YJ: I am not 100% sure that the EMBA directly helped my career, but it did help me a lot in terms of self-confidence and self-awareness. I learned a lot in many new domains such as Business Strategy, international finance and more specially the management of Innovation but I think that the most significant has been about trusting myself. I can clearly assess, through the common judgment of many recognized professionals that I can fully rely on my management skills, my years of executive experiences and more importantly on the relevance of my analysis of business situations. It might seem weird, but I needed this confirmation to “unlock” my own limitation about my capacity to evolve at an executive level. I must add that the two-year coaching has been also extremely helpful. Thanks to the impressive skills and the hard work of Frederique Tofani, I know exactly who I am and what I should be precisely looking for to be happy in my career.

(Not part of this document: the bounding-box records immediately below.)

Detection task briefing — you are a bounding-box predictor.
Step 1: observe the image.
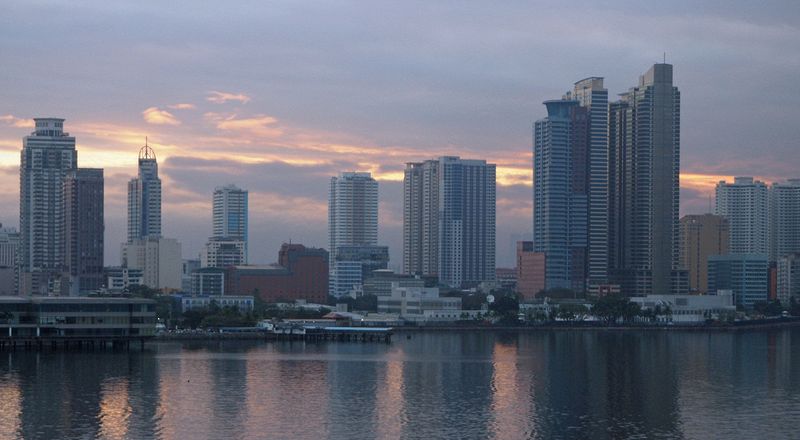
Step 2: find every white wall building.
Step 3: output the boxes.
[631,292,736,324]
[122,237,183,290]
[200,239,247,268]
[777,253,800,306]
[378,283,461,321]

BG: A couple more questions with quick answers:
- Your main takeaway from KEDGE EMBA?
YJ: There is a way to be an efficient manager who supports profitability of his company and, at the same time, who deeply respects and care about his teams.
BG: Your best memory from KEDGE EMBA?
YJ: Evenings of hard work…..and fun, with the “dream team”, the most amazing and impressive guys I’ve ever met in my life (Jeff, Nico, Matthieu, Vitor…and more). We were all exhausted, both because of the MBA and our jobs but it’s been really magic moments that I will remember forever.
BG: A passion you wish to share :
YJ: Thanks to Covid, I discovered last year a very nice course about technical trading on the stock-exchange … I learned again a lot and I had to forget everything I thought I knew about the subject but, after months of efforts, I think I found my perfect hobby. If you can control your emotions (80%) and if you are good at analysing figures (20%), it can really change your life and make you look at things with a totally different angle. Since I finished all my online courses last summer, I have been trading every single evening at home.
BG: New business trends that fascinate /interest you currently.
YJ: I have recently been working a lot on Digital transformation, agile methods and innovation to build our company strategy. This is a difficult subject, as it really requires thinking out of the box and fighting against habits. I found out that my strange mix of studies and experiences together with my EMBA (specialisation in management of Innovation in Portland- US) really gave me a unique view on this subject. I have the feeling that you should really be at the crossroad of technology and general management to get the full picture while most of the information you get are coming from pure technical experts. I really look forward to seeing the evolution of our internal plans in the coming years.
BG: Yann Jouveneaux, many thanks again for your time and rich exchanges! We wish you the best.